POLITICS

Judge Permanently Blocks California Tax Return Law Aimed At Trump

A federal judge ruled against the new law requiring presidential candidates to release their tax filings to appear on the primary ballot. The state plans to appeal.

A federal judge permanently blocked a California law on Tuesday that requires presidential candidates to disclose their tax returns before appearing on the state’s election ballot.

U.S. District Judge Morrison England Jr.’s ruling helps President Donald Trump, who has so far refused to turn over his tax returns. California initially passed the law with the hope of getting the president to release his tax returns so that he would appear on the state’s primary ballot.

“The Court appreciates the State’s desire for transparency in the political process. Requiring candidates to disclose tax returns could shed light on sources of income, potential conflicts of interest, and charitable tendencies,” England wrote in the ruling, which declared the law unconstitutional.

“It is not the job of the courts, however, to decide whether a tax return disclosure requirement is good policy or makes political sense,” England continued. “Those are questions delegated to the political branches of the federal government, that is Congress and the President, under Articles I and II of the United States Constitution.”

England granted a preliminary injunction on the law last month, temporarily blocking it from going into effect. The Tuesday ruling makes that decision a permanent block. The state plans to appeal the ruling.

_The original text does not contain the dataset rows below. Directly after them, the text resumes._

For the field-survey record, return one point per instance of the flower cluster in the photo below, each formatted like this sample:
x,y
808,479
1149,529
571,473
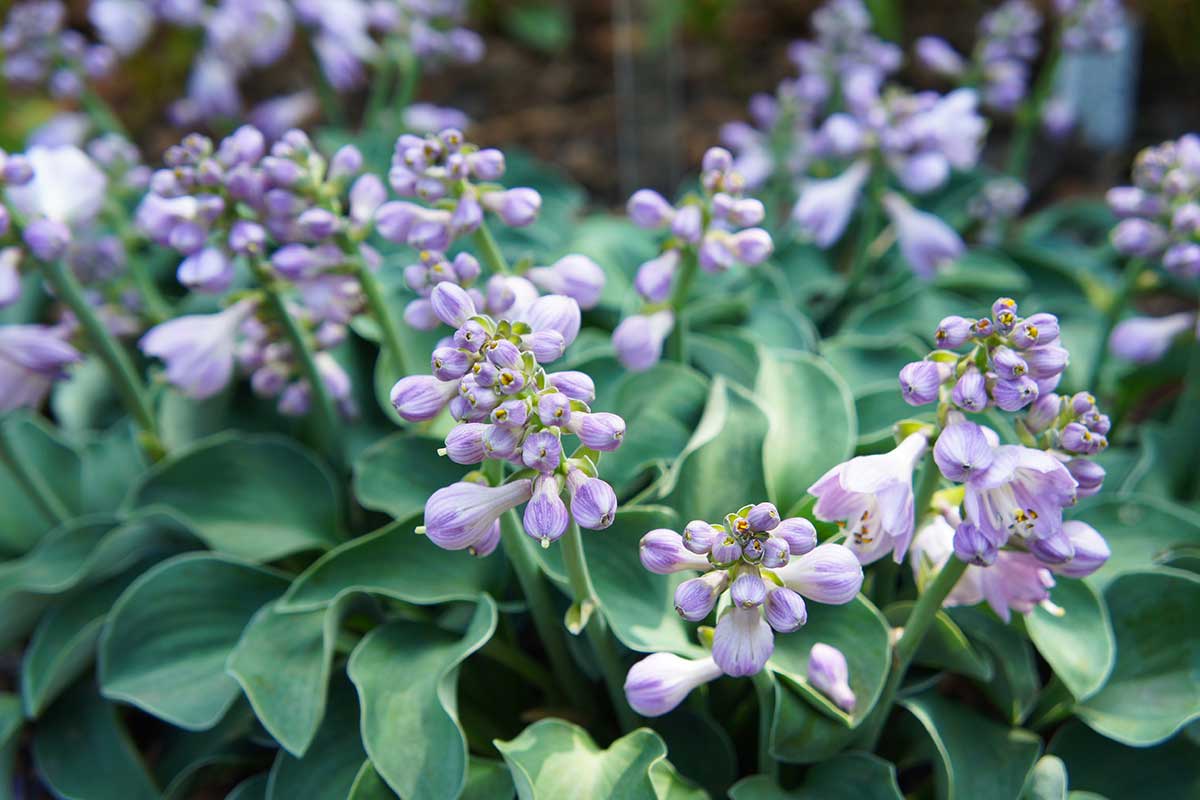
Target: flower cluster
x,y
1012,361
1007,579
37,50
1006,47
766,566
490,374
714,230
282,214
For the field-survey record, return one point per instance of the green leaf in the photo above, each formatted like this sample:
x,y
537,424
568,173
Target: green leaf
x,y
861,632
167,639
1120,773
258,498
43,458
850,776
399,474
409,727
1153,690
1140,531
83,752
813,423
1047,780
487,780
395,563
1078,644
1014,687
660,408
977,758
553,758
64,644
282,662
637,603
721,468
945,647
335,761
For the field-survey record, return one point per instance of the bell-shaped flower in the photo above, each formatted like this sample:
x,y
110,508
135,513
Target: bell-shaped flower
x,y
198,349
461,515
660,681
873,495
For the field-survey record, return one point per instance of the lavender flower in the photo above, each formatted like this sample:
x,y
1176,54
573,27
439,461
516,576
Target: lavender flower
x,y
873,495
744,557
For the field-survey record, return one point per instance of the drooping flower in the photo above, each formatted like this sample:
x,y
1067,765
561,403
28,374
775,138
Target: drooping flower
x,y
873,497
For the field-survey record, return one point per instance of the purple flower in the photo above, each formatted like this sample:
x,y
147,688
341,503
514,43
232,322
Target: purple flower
x,y
462,515
198,349
1145,340
31,359
575,276
826,205
925,241
873,495
829,675
660,681
829,573
639,340
742,642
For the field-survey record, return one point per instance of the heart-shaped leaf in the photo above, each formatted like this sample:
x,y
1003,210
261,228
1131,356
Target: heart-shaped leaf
x,y
1153,690
167,639
395,563
553,758
83,752
409,727
282,662
258,498
976,757
813,423
1079,643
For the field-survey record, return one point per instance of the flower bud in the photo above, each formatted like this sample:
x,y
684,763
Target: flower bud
x,y
465,443
953,332
972,546
660,681
661,552
829,674
798,533
546,517
599,431
541,451
462,515
695,597
576,385
1091,551
419,398
829,573
971,391
785,609
593,501
919,383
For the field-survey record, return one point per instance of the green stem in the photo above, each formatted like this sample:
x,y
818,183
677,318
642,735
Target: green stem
x,y
765,689
114,358
1133,270
538,600
595,625
915,630
101,113
491,251
377,302
33,482
1030,114
677,346
323,410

California Gov. Gavin Newsom signed the Presidential Tax and Transparency Act into law on July 30. The law required presidential candidates in the California primary to disclose their federal income tax returns for the previous five years as a precondition for appearing on the state ballot. The bill’s author, state Sen. Mike McGuire (D), has said that his legislation was designed to take aim at Trump.

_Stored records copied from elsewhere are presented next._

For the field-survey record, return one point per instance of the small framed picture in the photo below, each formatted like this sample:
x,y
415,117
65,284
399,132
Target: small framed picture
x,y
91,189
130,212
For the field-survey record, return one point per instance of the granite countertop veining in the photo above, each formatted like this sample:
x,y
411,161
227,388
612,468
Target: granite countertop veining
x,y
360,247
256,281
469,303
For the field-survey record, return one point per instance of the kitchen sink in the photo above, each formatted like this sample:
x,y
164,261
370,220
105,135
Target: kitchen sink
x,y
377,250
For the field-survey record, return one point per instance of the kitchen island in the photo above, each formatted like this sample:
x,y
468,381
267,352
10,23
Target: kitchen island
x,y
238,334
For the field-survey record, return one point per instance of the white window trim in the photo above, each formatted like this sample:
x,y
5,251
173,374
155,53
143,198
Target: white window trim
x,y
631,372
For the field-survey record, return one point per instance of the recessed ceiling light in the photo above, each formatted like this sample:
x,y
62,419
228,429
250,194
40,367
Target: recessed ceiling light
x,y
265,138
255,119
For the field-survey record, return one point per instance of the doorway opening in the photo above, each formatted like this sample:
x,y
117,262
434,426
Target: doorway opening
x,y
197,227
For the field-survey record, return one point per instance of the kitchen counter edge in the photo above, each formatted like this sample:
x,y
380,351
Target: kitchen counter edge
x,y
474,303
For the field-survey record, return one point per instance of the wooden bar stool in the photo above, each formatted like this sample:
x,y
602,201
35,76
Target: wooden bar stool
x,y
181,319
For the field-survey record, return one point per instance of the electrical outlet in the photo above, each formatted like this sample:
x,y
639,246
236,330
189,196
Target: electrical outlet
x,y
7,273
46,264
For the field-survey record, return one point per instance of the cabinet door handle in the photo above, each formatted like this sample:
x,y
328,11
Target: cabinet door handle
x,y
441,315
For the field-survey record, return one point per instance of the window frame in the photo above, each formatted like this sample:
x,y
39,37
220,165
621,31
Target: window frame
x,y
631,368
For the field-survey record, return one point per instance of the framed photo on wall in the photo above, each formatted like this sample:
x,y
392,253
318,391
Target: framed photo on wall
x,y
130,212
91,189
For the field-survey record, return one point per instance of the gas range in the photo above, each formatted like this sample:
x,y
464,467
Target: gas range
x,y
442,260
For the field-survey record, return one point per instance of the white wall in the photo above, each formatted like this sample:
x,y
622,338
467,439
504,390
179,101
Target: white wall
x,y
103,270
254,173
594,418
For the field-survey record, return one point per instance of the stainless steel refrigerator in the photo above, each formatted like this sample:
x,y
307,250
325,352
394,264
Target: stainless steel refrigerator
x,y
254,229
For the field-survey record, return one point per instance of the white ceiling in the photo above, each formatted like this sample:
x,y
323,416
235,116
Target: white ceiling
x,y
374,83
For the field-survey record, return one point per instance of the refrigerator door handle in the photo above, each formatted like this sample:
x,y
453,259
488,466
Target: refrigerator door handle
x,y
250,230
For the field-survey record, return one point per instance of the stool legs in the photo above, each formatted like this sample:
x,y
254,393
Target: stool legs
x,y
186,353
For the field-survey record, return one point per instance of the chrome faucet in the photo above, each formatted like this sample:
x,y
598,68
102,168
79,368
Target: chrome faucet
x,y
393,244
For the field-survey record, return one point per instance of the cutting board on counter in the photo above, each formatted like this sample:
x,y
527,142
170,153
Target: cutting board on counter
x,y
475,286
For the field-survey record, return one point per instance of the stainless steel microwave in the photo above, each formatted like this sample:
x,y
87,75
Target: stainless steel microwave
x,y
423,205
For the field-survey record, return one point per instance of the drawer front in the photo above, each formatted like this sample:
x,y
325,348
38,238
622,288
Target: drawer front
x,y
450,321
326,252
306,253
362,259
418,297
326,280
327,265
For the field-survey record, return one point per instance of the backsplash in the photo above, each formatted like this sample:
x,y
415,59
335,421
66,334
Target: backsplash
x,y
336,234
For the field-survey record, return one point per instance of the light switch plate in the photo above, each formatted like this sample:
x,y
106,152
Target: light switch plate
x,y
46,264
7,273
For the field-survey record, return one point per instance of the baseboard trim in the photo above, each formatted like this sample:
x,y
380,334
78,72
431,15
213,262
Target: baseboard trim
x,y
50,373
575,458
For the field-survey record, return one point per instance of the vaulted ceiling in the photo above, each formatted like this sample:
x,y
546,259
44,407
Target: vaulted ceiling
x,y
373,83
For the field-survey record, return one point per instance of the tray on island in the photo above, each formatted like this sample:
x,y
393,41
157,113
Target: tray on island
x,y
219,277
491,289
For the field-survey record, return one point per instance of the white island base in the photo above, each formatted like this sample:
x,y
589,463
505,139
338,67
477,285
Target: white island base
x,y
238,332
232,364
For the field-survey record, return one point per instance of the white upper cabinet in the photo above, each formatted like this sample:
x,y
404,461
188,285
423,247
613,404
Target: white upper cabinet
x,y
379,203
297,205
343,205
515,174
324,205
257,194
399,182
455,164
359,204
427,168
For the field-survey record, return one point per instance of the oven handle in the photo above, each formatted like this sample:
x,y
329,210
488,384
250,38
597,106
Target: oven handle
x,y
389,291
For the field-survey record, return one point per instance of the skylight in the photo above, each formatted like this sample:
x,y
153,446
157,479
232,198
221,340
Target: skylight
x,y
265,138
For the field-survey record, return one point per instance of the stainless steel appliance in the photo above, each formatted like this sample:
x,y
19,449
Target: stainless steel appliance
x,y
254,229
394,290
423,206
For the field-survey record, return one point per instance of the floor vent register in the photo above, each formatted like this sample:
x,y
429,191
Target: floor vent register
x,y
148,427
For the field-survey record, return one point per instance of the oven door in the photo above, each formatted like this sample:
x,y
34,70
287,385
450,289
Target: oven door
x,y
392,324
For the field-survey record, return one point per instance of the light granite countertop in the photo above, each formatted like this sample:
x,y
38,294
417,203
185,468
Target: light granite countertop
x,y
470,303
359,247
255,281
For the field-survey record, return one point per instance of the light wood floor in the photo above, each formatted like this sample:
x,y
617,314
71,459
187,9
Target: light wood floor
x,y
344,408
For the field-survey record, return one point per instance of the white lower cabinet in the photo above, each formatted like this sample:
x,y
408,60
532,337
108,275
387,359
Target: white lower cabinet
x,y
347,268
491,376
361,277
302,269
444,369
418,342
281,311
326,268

Both the Trump campaign and the GOP’s lawsuits against Newsom, California Secretary of State Alex Padilla and California Attorney General Xavier Becerra said that the law violated candidates’ First Amendment rights to access the ballot. 

Trump is the first president in four decades to not release his tax returns, which House Democrats have repeatedly demanded in order to shed light on his financial dealings. All leading 2020 Democratic presidential candidates have released their tax returns.

Newsom’s office did not immediately respond to HuffPost’s request for comment. But the governor defended the law in July as a necessary response to the president’s refusal to release his tax returns.

“These are extraordinary times and states have a legal and moral duty to do everything in their power to ensure leaders seeking the highest offices meet minimal standards, and to restore public confidence,” Newsom said in a statement at the time he signed the law. “The disclosure required by this bill will shed light on conflicts of interest, self-dealing, or influence from domestic and foreign business interest.”

Padilla, who is also California’s chief elections officer, told the Los Angeles Times that he will appeal the ruling to the U.S. Court of Appeals for the 9th Circuit.

“California will appeal this ruling and we will continue to make our thorough, thoughtful argument for stronger financial disclosure requirements for presidential and gubernatorial candidates,” Padilla said, according to the L.A. Times. “Our elected leaders have a legal and moral obligation to be transparent with voters about potential conflicts of interest.”